Turned the TV off and cooked dinner without my usual Ina fix. *grumble*
i kinda had a boner after i saw that claire robinson story. anne burnell completly shattered it
I’d take the place on her little watchtower on Worst Cooks and shout at her, “Are you quitting?! Are you not going to get REAL tans anymore?!”
I agree, Michael Kors should’ve been on the list. He always seems angry. Angry Michael Kors.
If Anne and Guy keep bleaching their hair, they will soon be bald.
Plus, the upkeep is expensive. Nothing worse than a bleached blond with the black root ends showing.
I feel like it must be the filming in some way, because poor Ted Allen is pretty orange in the “explanation shots” too. He isn’t quite as orange as Anne, but he’s pretty close.

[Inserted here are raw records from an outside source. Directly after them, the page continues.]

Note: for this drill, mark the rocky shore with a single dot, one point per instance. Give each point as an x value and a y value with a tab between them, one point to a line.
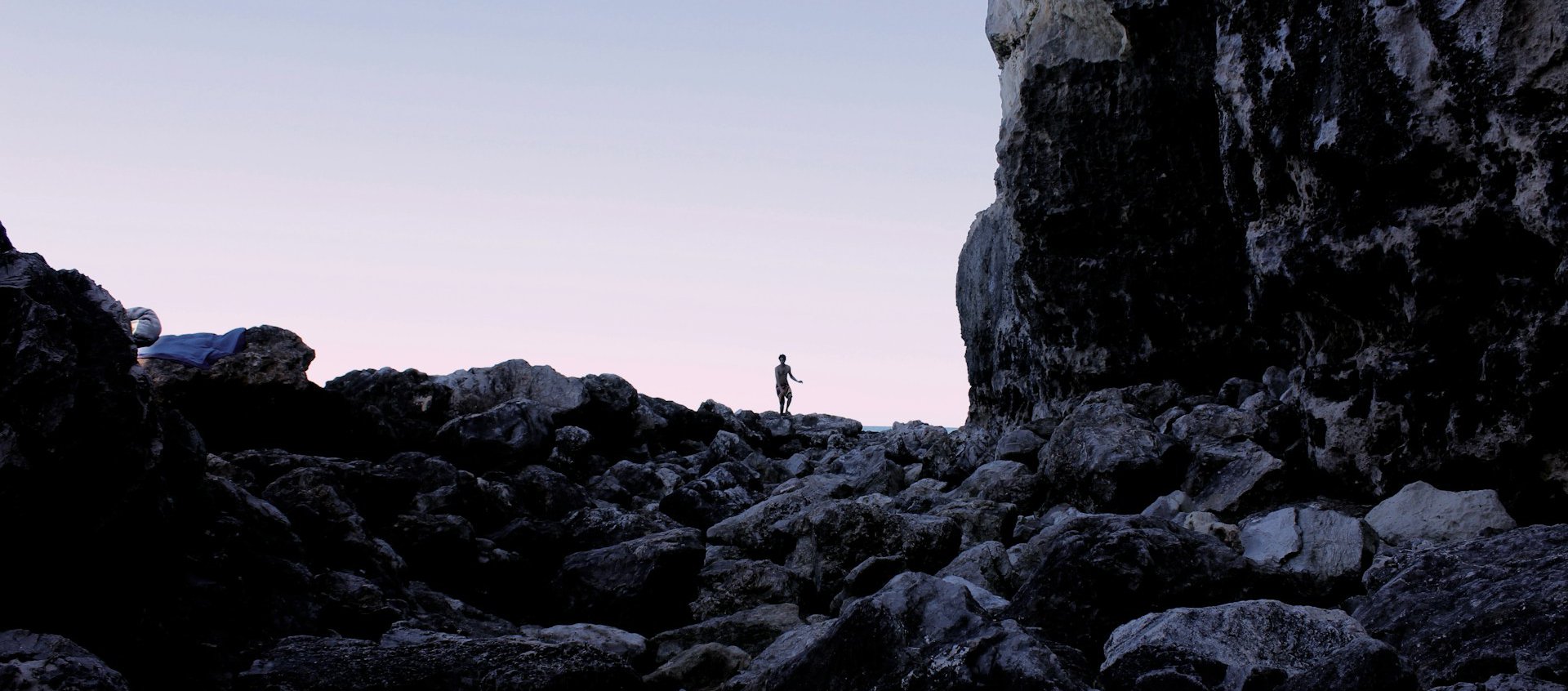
514	528
1266	350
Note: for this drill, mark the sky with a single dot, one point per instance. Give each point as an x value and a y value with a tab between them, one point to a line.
671	192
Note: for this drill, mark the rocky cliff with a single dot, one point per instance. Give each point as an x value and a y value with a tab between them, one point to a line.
1370	196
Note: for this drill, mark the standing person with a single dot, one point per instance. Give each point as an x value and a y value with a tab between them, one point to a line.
782	377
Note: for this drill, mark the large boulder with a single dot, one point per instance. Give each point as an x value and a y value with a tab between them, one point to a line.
1371	196
1102	457
405	406
831	537
513	431
1424	513
1471	610
1322	544
1228	648
750	631
916	633
41	662
1097	573
644	585
444	662
736	585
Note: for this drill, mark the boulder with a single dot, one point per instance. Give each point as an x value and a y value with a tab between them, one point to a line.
985	564
270	358
42	662
1504	682
510	433
835	537
1102	457
1470	610
1227	648
1097	573
405	406
511	663
725	491
700	668
734	585
764	527
1021	445
644	585
623	644
1424	513
1004	481
750	631
1317	542
979	520
918	633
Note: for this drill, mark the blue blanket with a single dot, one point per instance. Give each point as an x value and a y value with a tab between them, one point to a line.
196	350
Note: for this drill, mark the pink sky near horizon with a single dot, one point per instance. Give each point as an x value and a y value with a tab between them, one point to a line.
670	193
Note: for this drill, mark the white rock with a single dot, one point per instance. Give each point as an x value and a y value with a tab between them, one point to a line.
1424	513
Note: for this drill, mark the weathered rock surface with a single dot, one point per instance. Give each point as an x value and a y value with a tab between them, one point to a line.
1097	573
1317	542
1104	457
640	585
1232	648
918	632
439	662
39	662
1371	196
1424	513
1471	610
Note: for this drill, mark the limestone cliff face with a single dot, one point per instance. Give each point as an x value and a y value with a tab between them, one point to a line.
1366	193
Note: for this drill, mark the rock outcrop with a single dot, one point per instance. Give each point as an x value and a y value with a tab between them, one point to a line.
1371	196
1252	269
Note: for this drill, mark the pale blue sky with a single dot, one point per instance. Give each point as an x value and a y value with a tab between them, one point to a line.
671	192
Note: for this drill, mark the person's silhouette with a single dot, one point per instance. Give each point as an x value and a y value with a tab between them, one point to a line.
782	377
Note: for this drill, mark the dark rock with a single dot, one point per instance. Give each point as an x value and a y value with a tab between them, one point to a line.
725	491
1002	481
270	356
979	520
1371	198
511	433
642	585
604	527
750	631
736	585
405	406
985	564
41	662
838	535
1424	513
764	527
1316	542
1504	682
700	668
1021	445
623	644
1232	648
1471	610
1102	457
920	633
441	662
1365	663
1097	573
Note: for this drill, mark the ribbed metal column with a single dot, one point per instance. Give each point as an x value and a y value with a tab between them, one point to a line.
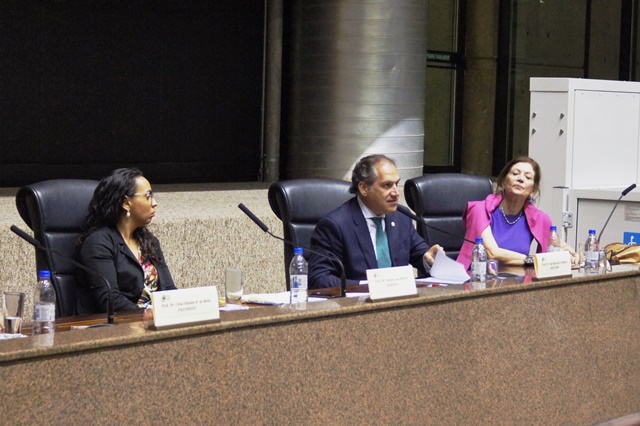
358	85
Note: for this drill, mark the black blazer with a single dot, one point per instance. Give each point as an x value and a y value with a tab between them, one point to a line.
105	252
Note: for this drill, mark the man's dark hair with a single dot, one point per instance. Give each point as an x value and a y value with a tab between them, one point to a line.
365	171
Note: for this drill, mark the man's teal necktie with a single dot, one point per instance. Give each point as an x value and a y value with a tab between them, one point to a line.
382	245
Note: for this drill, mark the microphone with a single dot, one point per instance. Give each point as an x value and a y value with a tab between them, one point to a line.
28	238
625	192
265	228
405	211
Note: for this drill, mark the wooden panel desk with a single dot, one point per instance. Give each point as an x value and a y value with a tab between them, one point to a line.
556	352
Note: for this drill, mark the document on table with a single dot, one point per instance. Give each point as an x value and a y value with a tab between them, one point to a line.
446	271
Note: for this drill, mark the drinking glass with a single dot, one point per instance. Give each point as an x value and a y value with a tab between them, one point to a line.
12	308
233	285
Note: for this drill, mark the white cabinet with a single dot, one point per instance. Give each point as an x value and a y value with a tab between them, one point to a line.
586	136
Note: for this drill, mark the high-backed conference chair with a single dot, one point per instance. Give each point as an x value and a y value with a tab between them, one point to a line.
441	200
56	210
300	204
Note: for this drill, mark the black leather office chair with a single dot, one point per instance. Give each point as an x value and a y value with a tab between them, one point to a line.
300	204
56	210
441	199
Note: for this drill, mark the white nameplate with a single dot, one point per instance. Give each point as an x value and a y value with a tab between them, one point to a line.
553	264
390	283
185	306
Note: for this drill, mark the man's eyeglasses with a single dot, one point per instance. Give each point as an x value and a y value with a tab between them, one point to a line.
147	194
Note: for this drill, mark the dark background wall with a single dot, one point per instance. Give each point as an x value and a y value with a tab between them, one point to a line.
172	87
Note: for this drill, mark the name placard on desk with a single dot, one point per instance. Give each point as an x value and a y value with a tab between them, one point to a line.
391	283
185	306
553	264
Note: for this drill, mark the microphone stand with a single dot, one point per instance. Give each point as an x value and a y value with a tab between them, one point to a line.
265	228
28	238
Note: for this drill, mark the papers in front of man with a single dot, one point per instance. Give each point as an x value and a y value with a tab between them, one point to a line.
446	271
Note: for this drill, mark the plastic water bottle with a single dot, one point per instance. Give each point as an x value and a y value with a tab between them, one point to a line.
554	242
478	266
298	277
591	253
44	305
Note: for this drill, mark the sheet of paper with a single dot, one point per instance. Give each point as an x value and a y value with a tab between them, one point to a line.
274	298
447	271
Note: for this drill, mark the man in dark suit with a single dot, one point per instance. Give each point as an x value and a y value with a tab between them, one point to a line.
352	232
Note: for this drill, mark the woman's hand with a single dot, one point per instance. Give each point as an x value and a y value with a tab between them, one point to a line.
430	256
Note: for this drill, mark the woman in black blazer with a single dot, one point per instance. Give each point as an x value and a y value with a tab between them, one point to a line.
118	246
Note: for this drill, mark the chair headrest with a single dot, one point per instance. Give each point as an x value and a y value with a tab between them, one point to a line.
314	198
54	203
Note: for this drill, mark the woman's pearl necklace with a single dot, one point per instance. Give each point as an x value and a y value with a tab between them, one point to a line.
507	220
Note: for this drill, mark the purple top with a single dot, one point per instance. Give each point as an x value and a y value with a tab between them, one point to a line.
516	237
477	217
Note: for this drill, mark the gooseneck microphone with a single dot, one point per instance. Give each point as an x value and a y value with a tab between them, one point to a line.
265	228
28	238
625	192
405	211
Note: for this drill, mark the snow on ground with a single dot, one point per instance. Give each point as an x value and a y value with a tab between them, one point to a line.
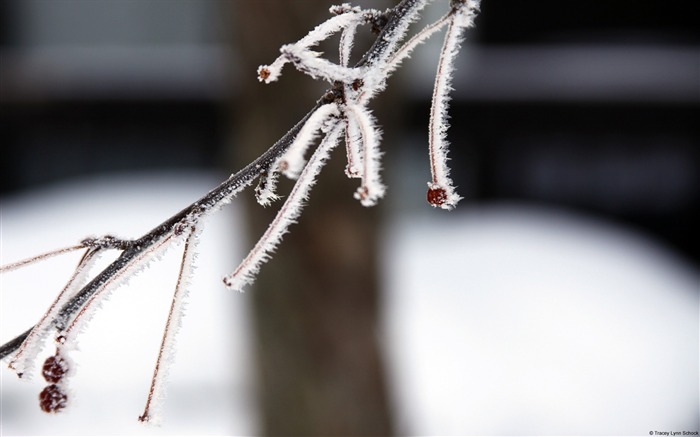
497	320
509	320
209	390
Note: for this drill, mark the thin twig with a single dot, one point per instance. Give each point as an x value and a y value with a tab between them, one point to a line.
397	22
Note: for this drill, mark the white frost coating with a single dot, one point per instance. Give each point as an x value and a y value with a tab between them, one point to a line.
292	162
311	63
88	309
270	73
437	144
15	265
265	192
396	36
247	270
166	354
405	51
347	39
23	360
353	149
372	188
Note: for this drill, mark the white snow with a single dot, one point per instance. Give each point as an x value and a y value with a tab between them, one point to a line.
516	320
210	383
500	320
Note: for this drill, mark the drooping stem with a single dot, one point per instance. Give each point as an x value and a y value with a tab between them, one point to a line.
396	25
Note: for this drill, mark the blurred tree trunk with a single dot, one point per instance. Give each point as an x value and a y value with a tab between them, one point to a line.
315	303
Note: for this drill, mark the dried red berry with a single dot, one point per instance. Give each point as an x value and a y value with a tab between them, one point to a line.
437	196
264	73
52	399
54	368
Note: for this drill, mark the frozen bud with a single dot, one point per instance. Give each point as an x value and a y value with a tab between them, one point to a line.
55	367
263	73
52	399
437	196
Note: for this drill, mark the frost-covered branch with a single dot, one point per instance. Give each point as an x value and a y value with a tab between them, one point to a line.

GRRRRRRR on the final decision on WC — knew as soon as AG showed up it was done for… esp when they introduced the real cooks before judgement was made — she has her lil ass-alike now… so long as she didn’t eat her. GRRRRRRRRRRRRRRRRRRRRRRRRRRRRRRRRRRR!!!!!!!!!!!!!!!
Okay, yeah, I’ll live… outburst done. I think… maybe. Perhaps. Not sure if it was full of enough shit for Alex though… but then, what do I care? She’d eat shit on a shingle from D’Arabian if it was piled high enough.
just what a betty crock-er shit! okay, sorry… more vent-age ;)
Oh yeah, and do we think Beau was paid off to harass & frazzle his student at all? Even Ann(e) made commentary on that fact with a lil smirk on her face…
Craziness abounds…. and some more GRRRRRRR!!!! LOTS of GRRRRRRRRR especially for Alex — yes, bitter & sour, yet salty & sweet — get that entire ascerbic tongue around that entire dish Alex — and lick the freakin’ plate!
Anne Burrell looks like she’s ready to fist-pump like a champ!
Anne showed up as the “celebrity” judge at a recipe contest at my cooking school. She was TERRIFYINGLY burnt to a crisp. It hurt just to look at her.
Damn…I hate baggin’ on my girl Anne, but damn…MAKE UP!!!
Tan too much, you’re a freak.
Don’t tan enough, you’re a nerd.
Being white is hard.
Ok really…doesn’t Food Network have any make up artists? I am sure that Anne has an assistant or maybe a FRIEND that would tell her that she looks like a fool. Sorry Anne, but it hurts my eyes to look at you now.
We use to call her Lady Guy-Guy…cuz she looks like a female version of Guy Fieri. But now, words cannot explain what my eyes see. Maybe Lady Glo-Glo??
Where can I eat the orange shorts?
WHAT ABOUT MARIO BETALLI’S ORANGE CROCS!